Polygon view of the GGE biplot revealed that there exist three possible mega environments; whereas, the thirty test genotypes were grouped into five genotypic groups. Among the genotypes tested there were desirable genotypes in terms of high mean yield and stability. 3514-A(G3) and the earlier released popular variety HB-1307(G27) which located into the center of concentric circles were ideal genotypes in terms of higher-yielding ability and stability. Likewise, 17,148 (G7), (Ibon174/03 (G29), and 24,990 (G12) were located next to concentric circles may be regarded as desirable genotypes. It is pertinent to note particularly, 3514-A was one of the top five genotypes in all the test environments. Therefore, 3514-A(G3), 24,990 (G12), and 17,148 (G7) are stable and high-yielding promising barley genotypes for subsequent breeding line identification and variety development while others can be used as potential breeding materials.

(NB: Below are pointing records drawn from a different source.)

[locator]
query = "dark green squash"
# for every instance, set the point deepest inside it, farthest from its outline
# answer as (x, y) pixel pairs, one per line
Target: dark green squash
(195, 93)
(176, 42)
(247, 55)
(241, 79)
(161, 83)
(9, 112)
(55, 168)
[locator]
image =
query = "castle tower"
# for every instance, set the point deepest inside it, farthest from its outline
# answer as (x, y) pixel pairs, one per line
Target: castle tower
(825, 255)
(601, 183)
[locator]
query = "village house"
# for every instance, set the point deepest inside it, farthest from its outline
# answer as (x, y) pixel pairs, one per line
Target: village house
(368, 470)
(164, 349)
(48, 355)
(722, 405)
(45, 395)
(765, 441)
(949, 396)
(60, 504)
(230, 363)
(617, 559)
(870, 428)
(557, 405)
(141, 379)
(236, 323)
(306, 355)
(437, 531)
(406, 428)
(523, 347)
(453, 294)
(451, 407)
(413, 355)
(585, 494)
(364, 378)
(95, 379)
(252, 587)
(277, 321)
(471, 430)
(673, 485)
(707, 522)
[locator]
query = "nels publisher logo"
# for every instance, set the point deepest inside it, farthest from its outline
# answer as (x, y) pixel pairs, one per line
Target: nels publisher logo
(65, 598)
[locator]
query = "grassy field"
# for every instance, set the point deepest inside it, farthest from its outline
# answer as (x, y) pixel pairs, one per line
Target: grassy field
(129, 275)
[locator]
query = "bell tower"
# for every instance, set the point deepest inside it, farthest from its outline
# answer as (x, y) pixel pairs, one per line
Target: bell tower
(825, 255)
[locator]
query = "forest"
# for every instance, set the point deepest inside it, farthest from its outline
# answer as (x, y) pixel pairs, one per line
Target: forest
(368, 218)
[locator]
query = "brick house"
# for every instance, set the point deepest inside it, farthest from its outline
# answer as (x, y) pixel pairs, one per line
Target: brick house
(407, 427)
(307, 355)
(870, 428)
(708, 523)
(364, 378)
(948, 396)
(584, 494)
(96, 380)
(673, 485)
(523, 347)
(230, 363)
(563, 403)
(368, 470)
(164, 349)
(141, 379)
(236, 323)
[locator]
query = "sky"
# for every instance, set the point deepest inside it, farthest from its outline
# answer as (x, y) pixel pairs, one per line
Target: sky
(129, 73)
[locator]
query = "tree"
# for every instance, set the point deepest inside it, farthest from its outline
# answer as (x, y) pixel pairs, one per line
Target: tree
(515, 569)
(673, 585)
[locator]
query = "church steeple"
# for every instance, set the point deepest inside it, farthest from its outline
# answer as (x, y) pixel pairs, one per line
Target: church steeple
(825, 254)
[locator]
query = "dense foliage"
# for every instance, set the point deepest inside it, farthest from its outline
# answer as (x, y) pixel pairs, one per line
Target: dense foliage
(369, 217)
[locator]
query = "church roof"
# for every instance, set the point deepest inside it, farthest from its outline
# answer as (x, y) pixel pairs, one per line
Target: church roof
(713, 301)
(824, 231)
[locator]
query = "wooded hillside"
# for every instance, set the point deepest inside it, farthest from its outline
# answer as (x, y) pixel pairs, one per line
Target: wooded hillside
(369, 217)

Ranking of environment based on analysis of discriminating ability and representativeness results disclosed that Debre Markos was in a close proximity to the reference point of ideal environment, and therefore considered as favorable barley growing environments. Environment PC1 and PC2 had both negative and positive scores indicating differential ranking of yield performance among genotypes across environments leading to possible crossover type G × E interaction which might necessitate breeding for specific adaptation as breeding strategy. However, additional barley yield trials over locations and over years may be initiated to clearly identify and decide possible mega environments and breeding approaches.